Will we ever have open social media? That would mean that there was some sort of formal interoperability standard (beyond OpenSocial), that it was implemented by the major platforms and that these implementations include the full functionality of their native platforms — public and private messages, text, images, video, “like” and perhaps even adding friends. (This ignores inherent incompatibilities such as the SnapChat model of disappearing messages).

The business models of these various companies seems to assume (or hope) that we will not, and that they can create stickiness and keep us in their proprietary walled gardens for as many hours/day as possible. This creates winners and losers: I like the idea of LinkedIn for contacts but hate it as a content site, and so only visit it when I’m seriously procrastinating (not Twitter or Facebook or blogging procrastinating) to avoid something I really ought to be doing.

One path forward would be vertical integration, but with one exception that seems a long way off. The exception is Facebook, which owns WhatsApp, and so could make them interoperable at any point.

Microsoft has Skype — but no real social media — but until one of these platforms falters and is available for sale, it will have nothing to integrate. Google still thinks people will someday use Google+ and would probably be blocked anyway by the EU from buying one of the major social media platforms. Apple with iMessage seems to want to add convenient, easy-to-use clients on top of the existing (commodity) addressing and delivery systems like text messaging, rather than build a proprietary communications platform and try to gain share against the Silicon Valley upstarts.
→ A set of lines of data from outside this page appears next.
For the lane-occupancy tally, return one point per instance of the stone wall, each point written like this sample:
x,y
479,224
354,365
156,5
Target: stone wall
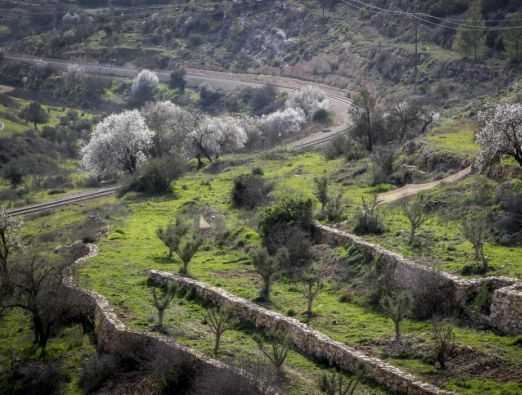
x,y
458,293
308,341
506,309
113,336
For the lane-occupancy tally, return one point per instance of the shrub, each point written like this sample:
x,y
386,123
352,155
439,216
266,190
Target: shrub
x,y
289,224
368,220
250,191
343,146
443,342
156,176
97,370
32,378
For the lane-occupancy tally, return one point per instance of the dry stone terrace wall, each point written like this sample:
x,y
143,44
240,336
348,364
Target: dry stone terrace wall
x,y
113,336
506,306
304,338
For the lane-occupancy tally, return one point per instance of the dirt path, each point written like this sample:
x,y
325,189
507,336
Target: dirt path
x,y
413,189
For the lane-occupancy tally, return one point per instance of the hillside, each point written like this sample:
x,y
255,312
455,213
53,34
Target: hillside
x,y
261,197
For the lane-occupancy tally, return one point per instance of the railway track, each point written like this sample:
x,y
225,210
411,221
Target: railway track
x,y
194,76
47,206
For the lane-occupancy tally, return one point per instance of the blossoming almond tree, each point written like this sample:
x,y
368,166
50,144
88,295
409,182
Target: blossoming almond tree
x,y
500,135
215,136
119,144
171,125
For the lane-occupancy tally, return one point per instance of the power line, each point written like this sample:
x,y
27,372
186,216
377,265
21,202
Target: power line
x,y
425,18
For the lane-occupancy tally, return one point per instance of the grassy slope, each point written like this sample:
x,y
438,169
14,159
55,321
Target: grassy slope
x,y
118,272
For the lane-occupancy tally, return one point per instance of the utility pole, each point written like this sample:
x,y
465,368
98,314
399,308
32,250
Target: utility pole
x,y
416,52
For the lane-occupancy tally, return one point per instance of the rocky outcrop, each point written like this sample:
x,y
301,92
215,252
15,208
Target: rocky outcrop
x,y
506,309
455,293
307,340
114,337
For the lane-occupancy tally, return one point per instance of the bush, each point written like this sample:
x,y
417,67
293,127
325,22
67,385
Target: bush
x,y
32,378
368,220
289,224
156,176
250,191
344,146
97,370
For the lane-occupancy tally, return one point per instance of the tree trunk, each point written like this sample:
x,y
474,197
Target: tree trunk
x,y
310,301
217,343
161,313
397,331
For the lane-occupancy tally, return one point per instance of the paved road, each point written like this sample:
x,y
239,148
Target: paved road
x,y
340,105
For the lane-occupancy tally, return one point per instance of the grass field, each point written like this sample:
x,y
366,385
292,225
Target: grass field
x,y
132,248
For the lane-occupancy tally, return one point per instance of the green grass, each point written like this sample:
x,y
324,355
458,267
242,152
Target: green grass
x,y
68,349
442,242
454,136
132,248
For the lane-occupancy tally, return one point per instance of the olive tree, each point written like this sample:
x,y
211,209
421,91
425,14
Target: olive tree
x,y
35,114
267,266
119,144
397,306
37,288
219,321
9,242
162,301
215,136
415,212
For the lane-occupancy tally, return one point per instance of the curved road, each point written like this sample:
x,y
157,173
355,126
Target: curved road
x,y
340,105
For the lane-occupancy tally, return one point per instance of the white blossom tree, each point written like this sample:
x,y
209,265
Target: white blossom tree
x,y
119,144
144,87
501,134
281,124
310,99
215,136
171,125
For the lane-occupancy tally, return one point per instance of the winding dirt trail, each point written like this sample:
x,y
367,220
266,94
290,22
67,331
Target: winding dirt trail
x,y
413,189
340,105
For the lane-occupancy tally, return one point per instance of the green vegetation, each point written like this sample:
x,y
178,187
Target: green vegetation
x,y
118,271
454,136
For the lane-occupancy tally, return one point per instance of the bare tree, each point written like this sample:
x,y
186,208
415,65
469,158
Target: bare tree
x,y
37,288
277,351
163,301
476,230
443,342
337,384
219,322
9,242
312,279
321,191
415,212
189,246
366,119
397,306
267,267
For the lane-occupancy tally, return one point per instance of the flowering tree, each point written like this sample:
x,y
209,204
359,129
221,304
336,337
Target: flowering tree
x,y
215,136
281,124
144,87
501,134
171,125
119,143
310,99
The 10-15 year time horizon could apply here as everyone copies each other’s features and (like email) social media platform become passé and readers move on to something else. Twitter launched in 2006, WhatsApp in 2009, and Snapchat in 2011. So realistically, barring some blockbuster acquisition there’s not much hope for the rest of the 2010s, but the 2020s seem likely to bring improved interoperability in this segment.

Friday, June 19, 2015

Business journalism: Math is hard!

As a buyer, I hate price increases as much as the next consumer. As a business professor for the past 17 years, I have tried to develop (and encourage) economic literacy among future employees, entrepreneurs and voters.

Thus, as a parent about to shell out $200 for Disneyand tickets for two teenagers, last weekend I had decidedly mixed feelings as I read an article in the Washington Post:

How theme parks like Disney World left the middle class behind
By Drew Harwell
June 12

When Walt Disney World opened in an Orlando swamp in 1971, with its penny arcade and marching-band parade down Main Street U.S.A., admission for an adult cost $3.50, about as much then as three gallons of milk. Disney has raised the gate price for the Magic Kingdom 41 times since, nearly doubling it over the past decade.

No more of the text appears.